Auteurs et déclarations

28 juillet 2017

Nice, France--Pour la DRH des hôpitaux de Nice, Karine Hamela, « faire les plannings du 14 juillet 2017 – date anniversaire de l’attentat de Nice – a été complexe ». Un an auparavant, 400 personnes travaillaient la nuit où 80 personnes ont été fauchées par un camion terroriste, et 1 800 ont été mobilisées les jours suivants. Les médecins, internes et étudiants en médecine se sont particulièrement mobilisés la plupart du temps de façon volontaire : les étudiants, par exemple, ont été mis à contribution pour les soins post-mortuaires.

Une cellule psychologique spécifique a été mise en place pour les soignants dès le 15 juillet, mais en dehors des premiers jours qui ont suivi le drame, elle est restée assez peu utilisée, en particulier au cours des derniers mois.

 
Les étudiants...ont été mis à contribution pour les soins post-mortuaires.
 

Au total, seuls 20 agents hospitaliers ont été mis en arrêt de travail depuis un an en lien avec l’attentat.
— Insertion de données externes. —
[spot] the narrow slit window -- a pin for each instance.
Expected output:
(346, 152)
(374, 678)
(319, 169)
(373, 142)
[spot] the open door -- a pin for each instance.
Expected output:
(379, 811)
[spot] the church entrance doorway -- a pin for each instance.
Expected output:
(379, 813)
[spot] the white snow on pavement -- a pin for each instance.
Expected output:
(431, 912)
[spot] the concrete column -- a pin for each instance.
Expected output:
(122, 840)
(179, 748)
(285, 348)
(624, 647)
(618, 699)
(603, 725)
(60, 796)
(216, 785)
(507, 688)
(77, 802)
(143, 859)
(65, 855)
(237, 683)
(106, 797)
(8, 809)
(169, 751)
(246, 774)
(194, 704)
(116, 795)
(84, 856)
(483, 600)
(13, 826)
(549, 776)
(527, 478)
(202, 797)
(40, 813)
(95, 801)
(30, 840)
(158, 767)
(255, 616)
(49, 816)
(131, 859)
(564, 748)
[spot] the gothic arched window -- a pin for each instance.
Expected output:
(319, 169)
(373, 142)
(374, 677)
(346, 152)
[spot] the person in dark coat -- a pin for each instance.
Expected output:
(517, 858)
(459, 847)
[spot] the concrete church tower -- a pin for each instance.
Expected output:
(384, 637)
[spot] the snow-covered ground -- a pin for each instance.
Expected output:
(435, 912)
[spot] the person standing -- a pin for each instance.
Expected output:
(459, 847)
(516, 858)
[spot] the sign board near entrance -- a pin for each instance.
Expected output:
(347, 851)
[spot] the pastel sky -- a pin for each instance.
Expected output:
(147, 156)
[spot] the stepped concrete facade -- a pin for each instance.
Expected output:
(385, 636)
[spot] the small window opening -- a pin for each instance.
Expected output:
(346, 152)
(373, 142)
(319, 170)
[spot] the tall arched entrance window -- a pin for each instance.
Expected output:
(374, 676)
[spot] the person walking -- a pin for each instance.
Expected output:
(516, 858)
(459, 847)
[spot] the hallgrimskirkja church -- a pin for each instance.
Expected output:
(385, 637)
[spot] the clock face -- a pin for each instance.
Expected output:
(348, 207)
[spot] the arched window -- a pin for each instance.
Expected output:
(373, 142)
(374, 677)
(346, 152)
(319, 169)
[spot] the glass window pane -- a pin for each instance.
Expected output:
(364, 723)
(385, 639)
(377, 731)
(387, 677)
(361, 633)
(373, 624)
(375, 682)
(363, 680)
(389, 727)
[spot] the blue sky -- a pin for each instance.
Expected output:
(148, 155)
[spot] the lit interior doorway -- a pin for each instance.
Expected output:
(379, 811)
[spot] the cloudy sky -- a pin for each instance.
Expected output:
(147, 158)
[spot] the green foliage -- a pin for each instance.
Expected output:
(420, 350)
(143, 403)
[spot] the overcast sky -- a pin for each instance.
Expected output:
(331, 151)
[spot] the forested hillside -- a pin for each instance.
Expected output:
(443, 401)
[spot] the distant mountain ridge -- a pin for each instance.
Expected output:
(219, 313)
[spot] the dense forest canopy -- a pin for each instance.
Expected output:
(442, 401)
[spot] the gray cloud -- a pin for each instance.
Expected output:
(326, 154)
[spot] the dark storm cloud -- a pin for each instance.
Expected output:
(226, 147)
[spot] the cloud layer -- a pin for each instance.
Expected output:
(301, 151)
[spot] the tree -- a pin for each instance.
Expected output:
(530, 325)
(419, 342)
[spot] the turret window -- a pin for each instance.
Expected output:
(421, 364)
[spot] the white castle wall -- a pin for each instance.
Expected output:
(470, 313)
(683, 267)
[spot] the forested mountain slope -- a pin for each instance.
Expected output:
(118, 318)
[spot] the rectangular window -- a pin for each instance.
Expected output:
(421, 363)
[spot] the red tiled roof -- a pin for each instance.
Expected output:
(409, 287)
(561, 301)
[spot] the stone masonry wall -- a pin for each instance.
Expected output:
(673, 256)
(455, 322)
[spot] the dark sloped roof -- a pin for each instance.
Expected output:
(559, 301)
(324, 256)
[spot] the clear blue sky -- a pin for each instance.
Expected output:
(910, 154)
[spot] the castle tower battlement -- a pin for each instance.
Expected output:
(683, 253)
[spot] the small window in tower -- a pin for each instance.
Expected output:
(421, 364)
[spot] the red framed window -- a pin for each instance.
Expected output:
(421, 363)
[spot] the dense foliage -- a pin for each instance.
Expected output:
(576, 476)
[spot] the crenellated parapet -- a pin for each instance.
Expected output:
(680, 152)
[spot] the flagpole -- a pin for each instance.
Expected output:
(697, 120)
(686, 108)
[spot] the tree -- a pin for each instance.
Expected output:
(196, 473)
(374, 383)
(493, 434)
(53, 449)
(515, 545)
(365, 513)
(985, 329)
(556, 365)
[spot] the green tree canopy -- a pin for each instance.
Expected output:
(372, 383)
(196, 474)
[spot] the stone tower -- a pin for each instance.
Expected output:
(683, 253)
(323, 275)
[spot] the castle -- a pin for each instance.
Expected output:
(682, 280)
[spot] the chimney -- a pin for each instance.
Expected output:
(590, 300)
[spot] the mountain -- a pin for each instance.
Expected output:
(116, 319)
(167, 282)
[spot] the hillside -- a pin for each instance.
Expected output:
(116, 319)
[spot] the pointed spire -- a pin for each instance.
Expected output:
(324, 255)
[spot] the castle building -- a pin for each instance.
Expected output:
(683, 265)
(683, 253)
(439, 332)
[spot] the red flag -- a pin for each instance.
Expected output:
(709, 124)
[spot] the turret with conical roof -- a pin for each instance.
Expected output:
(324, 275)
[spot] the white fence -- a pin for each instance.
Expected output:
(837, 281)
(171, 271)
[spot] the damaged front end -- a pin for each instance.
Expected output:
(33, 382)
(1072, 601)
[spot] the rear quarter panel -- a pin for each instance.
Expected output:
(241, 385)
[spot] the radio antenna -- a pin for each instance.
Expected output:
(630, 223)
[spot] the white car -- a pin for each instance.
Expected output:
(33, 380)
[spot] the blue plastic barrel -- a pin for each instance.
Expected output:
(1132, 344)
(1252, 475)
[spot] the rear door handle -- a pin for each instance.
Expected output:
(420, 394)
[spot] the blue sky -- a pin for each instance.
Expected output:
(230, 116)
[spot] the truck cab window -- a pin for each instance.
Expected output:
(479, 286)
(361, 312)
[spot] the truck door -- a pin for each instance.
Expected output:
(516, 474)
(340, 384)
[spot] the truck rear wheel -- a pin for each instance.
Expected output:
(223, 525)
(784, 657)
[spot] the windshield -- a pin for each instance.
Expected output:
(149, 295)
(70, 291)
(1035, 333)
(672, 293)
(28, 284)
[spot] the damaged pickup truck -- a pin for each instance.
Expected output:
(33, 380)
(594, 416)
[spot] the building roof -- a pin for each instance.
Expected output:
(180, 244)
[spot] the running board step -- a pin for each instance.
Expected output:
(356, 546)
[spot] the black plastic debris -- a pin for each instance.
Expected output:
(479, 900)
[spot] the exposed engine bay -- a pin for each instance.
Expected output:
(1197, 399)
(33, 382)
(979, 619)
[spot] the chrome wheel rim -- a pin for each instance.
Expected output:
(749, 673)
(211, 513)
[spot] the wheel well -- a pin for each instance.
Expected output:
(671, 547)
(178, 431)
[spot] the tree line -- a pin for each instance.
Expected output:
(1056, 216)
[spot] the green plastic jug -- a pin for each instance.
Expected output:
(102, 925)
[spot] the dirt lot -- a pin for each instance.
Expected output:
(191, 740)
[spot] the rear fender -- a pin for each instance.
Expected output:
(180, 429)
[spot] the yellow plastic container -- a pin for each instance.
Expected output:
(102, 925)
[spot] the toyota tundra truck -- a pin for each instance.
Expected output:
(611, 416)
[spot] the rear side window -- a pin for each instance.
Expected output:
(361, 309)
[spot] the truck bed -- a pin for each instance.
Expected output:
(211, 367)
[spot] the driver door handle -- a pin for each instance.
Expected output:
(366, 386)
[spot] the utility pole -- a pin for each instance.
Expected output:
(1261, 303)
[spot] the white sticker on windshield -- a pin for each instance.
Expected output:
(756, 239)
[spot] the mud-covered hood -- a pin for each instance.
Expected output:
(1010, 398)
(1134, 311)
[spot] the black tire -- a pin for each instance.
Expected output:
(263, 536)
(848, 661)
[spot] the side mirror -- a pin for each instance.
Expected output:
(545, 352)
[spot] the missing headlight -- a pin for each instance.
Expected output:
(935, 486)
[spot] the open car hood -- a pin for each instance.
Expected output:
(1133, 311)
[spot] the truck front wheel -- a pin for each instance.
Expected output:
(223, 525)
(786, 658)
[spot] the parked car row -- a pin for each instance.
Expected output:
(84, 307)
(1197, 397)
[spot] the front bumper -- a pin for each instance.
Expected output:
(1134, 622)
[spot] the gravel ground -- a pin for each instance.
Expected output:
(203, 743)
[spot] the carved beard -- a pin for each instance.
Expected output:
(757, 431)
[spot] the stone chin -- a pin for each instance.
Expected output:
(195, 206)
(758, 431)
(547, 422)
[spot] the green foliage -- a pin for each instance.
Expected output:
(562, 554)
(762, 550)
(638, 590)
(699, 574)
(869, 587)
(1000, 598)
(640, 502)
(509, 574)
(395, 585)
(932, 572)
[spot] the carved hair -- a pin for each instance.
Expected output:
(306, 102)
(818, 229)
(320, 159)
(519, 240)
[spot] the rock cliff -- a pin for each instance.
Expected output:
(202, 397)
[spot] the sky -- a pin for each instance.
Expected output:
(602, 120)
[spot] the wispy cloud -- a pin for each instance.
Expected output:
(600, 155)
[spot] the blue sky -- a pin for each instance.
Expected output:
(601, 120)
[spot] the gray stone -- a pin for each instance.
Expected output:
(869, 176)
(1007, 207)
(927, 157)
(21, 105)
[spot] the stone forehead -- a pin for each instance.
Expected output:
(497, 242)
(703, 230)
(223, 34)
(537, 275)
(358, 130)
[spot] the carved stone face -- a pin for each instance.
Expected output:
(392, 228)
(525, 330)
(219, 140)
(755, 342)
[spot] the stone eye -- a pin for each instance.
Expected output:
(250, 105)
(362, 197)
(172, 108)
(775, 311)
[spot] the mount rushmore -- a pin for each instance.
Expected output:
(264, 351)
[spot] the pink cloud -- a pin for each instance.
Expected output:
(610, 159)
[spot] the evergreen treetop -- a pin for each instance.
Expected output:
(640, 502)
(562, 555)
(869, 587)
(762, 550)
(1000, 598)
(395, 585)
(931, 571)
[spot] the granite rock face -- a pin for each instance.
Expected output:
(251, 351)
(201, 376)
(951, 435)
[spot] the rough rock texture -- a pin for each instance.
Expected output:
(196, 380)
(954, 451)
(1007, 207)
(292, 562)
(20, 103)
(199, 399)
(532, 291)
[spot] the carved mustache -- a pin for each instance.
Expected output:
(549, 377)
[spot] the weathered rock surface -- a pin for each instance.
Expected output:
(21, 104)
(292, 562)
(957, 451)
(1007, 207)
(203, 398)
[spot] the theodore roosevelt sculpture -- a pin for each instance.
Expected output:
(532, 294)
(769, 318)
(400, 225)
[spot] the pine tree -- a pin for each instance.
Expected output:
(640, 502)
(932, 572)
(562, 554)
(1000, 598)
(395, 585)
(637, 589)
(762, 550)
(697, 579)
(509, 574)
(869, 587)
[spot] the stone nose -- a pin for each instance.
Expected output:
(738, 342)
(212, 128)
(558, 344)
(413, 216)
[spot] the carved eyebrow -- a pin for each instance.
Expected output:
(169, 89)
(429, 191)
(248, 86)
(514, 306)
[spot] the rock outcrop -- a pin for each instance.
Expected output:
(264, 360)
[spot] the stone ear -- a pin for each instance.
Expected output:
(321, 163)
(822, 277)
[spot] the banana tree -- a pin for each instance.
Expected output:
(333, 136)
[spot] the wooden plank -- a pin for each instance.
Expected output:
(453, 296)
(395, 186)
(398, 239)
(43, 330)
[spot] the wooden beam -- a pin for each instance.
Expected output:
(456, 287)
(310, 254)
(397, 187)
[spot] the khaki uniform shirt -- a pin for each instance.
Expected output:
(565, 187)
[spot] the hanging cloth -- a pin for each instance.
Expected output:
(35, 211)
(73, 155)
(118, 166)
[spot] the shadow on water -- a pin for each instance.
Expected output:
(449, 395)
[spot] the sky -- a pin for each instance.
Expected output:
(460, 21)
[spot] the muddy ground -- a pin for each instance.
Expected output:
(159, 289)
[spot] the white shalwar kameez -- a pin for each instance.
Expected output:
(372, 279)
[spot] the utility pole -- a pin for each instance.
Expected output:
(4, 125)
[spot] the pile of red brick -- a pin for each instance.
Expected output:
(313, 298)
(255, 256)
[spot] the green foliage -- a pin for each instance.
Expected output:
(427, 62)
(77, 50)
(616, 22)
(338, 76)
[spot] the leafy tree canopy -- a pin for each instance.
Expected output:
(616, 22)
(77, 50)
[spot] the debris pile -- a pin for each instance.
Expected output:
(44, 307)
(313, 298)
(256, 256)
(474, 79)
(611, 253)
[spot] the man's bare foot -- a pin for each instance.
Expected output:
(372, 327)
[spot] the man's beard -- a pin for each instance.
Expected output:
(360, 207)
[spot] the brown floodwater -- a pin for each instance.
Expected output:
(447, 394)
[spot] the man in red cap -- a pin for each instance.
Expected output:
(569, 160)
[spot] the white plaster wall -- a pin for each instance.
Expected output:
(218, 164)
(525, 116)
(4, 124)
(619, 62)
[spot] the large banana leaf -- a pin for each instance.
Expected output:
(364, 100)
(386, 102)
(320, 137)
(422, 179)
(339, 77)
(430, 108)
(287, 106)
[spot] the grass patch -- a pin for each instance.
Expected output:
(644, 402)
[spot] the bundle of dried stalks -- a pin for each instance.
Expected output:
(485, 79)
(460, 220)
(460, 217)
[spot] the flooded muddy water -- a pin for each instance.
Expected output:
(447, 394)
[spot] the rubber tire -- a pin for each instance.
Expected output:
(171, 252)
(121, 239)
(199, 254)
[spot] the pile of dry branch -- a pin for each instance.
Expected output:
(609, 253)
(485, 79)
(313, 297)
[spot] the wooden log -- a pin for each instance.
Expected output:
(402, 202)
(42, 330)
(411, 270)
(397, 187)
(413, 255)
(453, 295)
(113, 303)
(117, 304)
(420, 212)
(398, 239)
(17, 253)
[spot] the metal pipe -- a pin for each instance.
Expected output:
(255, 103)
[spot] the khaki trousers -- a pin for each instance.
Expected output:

Mais pour le Pr Michel Benoît, qui dirige le service psychiatrique du CHU de Nice et supervise le suivi psychologique post-attentat des équipes, « beaucoup minorent leur mal-être".

Etude qualitative et quantitative

Pour évaluer l’impact à moyen et long terme de l’attentat sur la carrière et la vie privée des agents, le département de santé de l’hôpital s’est associé à Santé Publique France pour mettre en place une étude – « les Echos de Nice 14 juillet » - qui comprendra plusieurs parties.

 
Beaucoup minorent leur mal-être. Pr Michel Benoît
 

Le volet qualitatif s’adresse aux étudiants en médecine et a été proposé sous la forme d’entretiens. Leur implication – en particulier dans les chambres mortuaires – pourrait en effet avoir une implication sur leur future carrière. L’enquête a pour but de mesurer l’impact du 14 juillet sur leur santé au travail, leurs études et, éventuellement, de les orienter vers un accompagnement spécifique.

Un web questionnaire est en ligne depuis le 21 juin et ce jusqu’au 30 septembre afin d’estimer l’impact en termes de santé psychologique et psycho-traumatique ». Il a été adressé à 8 000 personnes. « Tous les métiers sont concernés : ceux qui étaient en première ligne ou en dernière ligne, ou ceux qui ont eu un proche victime ».

Les résultats sont attendus début 2018.